Lawyers Who Learn #93 - The Kodak Moment Coming for Big Law
A year ago, Bjarne Tellmann walked away from three decades as a lawyer, including 17 years as General Counsel at companies like Haleon and Pearson. Today, he's a Senior Visiting Fellow at the London School of Economics, running FjordStream Advisors, finishing his second book on AI's impact on law, sitting on boards, and advising large companies. He didn't retire to do less, he retired to do only what gives him energy.
In this episode of Lawyers Who Learn, host David Schnurman explores what triggered Bjarne's shift: recognizing when work that once gave him energy started taking it away. Instead of pushing through, he rebuilt his professional life around teaching, writing, and advising on legal disruption. Drawing on Clayton Christensen's innovation theory, Bjarne explains why dominant law firms face their Kodak moment, not from weakness, but from the very success of legacy models that blind them to change.
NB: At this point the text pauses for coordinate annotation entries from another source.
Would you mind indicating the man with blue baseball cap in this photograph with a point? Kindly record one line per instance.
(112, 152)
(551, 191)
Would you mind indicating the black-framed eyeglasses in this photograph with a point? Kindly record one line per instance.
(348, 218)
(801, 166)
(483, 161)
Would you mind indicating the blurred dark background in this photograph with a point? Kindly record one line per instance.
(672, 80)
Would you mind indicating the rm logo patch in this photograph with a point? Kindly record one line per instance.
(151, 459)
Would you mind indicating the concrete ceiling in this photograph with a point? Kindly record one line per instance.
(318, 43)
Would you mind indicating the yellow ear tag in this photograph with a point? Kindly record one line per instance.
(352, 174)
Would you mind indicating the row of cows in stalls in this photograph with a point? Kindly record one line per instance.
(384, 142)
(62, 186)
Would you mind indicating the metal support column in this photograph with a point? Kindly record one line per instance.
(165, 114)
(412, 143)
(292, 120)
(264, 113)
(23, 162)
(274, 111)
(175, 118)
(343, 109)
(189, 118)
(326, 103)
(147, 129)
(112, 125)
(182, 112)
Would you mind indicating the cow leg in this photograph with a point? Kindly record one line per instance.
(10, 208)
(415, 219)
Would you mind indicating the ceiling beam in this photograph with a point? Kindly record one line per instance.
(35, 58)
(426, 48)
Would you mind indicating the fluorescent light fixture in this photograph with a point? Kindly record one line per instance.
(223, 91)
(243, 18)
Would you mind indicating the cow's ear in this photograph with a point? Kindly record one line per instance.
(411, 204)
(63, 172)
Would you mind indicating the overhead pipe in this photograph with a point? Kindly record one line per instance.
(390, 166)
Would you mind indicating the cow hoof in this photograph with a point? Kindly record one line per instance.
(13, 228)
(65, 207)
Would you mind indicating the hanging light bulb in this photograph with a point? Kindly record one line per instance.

Law firms charging by the billable hour may discover what Kodak and Nokia learned too late: by the time you realize the game has changed, it's already over.
The conversation moves between disruption theory and creative practice. Bjarne reveals how he uses ChatGPT for brainstorming and editing while preserving his voice, why he obsesses over the first minute of every presentation, and how he transformed an 82-page law review article into a podcast using Google's NotebookLM. His reading list spans The Rational Optimist to How Will You Measure Your Life, showing how curiosity across domains fuels innovation. For lawyers contemplating personal, professional, or organizational transitions, Bjarne offers this: focus on the "why" of change before the "what" and "how." Transformation is an emotional journey, not just a rational decision.